L’Amore è per sua essenza tragico, perché, come scrive la mistica fiorentina Cristina Campo, da esso, solo da esso, la freccia del nostro presente, vola a configgersi nel futuro (…) fissando un termine ignoto a cui non potremo in alcun modo sottrarre la nostra anima.
L’Amore ha a che vedere con la felicità e con la gioia, e solo un amore autentico puo’ avere il timbro della felicità e della gioia, è un attimo di eternità.
Può darsi che l’amore (non mi piacciono le maiuscole) possa avere i caratteri che gli attribuisci, ma il papa parlava del matrimonio e le due cose hanno rapporti molto complessi, e soprattutto storicamente determinati.
Comunque l’amore di cui parli è un concetto, una ipotesi e non qualcosa che abbia avuto cittadinanza riconosciuta in qualche momento della nostra storia.
Quanto al sentimento di precarietà che caratterizzerebbe l’odierna società liquida, credo abbia caratterizzato quasi sempre il destino dell’uomo, salvo forse qualche decennio nel periodo dello sviluppo economico del secondo dopoguerra del mondo occidentale. Forse siamo stati fortunati a vivere quei decenni, ma non era il punto di arrivo della storia.
E in ogni caso non esistono attimi di eternità; solo l’attimo può avere i caratteri dell’eternità e solo in quell’attimo l’amore può essere eterno.
Probabilmente l’unica possibilità umana di fare esperienza di qualcosa di assoluto ed eterno, o almeno di averne l’idea, l’ombra, la traccia, risiede nelle relazioni con le persone amate. Questo non rende salda la provvisorietà della nostra esistenza, non offre appigli di verità assoluta né può farlo trattandosi semmai di sentimenti personali fondati sul desiderio di eternità, di non mutevolezza di ciò che dà senso alla nostra vita.

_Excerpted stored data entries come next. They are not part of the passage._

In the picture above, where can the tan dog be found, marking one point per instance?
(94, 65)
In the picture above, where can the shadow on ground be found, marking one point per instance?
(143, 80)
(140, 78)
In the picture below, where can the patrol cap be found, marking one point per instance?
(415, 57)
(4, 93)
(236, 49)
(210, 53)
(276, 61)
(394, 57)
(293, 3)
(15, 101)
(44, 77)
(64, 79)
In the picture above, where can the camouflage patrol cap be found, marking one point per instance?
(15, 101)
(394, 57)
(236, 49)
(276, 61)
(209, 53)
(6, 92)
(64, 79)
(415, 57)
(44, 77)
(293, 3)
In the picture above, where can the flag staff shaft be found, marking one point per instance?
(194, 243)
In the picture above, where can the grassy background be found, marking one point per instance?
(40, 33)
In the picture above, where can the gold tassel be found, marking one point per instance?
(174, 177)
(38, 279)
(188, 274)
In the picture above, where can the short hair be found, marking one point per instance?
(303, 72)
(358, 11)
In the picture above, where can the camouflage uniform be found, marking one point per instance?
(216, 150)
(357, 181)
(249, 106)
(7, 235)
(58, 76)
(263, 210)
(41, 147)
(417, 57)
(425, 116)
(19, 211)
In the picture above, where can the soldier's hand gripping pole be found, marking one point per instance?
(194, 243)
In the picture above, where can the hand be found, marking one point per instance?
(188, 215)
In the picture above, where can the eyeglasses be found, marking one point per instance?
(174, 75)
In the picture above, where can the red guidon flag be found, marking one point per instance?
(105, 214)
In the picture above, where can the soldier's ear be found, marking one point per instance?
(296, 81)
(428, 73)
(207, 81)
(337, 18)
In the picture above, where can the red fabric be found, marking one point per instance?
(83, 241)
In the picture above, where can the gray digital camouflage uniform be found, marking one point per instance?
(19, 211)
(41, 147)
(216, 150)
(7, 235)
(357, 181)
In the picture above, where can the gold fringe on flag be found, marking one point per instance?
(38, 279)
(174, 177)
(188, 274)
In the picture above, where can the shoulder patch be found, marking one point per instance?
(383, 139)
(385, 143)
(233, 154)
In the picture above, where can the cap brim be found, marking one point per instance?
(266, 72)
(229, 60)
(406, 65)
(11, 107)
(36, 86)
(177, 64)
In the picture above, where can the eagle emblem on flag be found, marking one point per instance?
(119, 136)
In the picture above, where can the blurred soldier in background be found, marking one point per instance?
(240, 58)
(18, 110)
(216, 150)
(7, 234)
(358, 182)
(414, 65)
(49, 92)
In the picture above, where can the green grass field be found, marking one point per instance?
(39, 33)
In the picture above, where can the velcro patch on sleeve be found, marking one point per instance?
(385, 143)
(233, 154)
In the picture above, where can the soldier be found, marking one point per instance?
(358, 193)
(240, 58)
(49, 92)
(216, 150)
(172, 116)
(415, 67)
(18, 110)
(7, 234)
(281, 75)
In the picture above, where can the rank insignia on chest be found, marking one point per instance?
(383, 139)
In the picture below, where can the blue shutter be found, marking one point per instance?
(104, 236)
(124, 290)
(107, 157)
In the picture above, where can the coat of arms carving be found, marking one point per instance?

Inoltre esiste anche un senso di eternità nel ricordo, nella memoria che rievoca persone amate non più presenti, le pone nuovamente alla nostra attenzione nella loro interezza e, in qualche modo, permette di ricordare l’amore provato. Questo non ha nulla a che fare con le parole di Francesco, ma sono considerazioni che credo possano essere condivise da credenti, non credenti e uomini ancora alla ricerca.
Credo però ci sia un problema teorico insormontabile. La non mutevolezza implica la non temporalità e anche tutta la vita sta nel tempo e quindi nel provvisorio. L’unica traccia di eternità che posssiamo immaginare è l’istante indivisibile.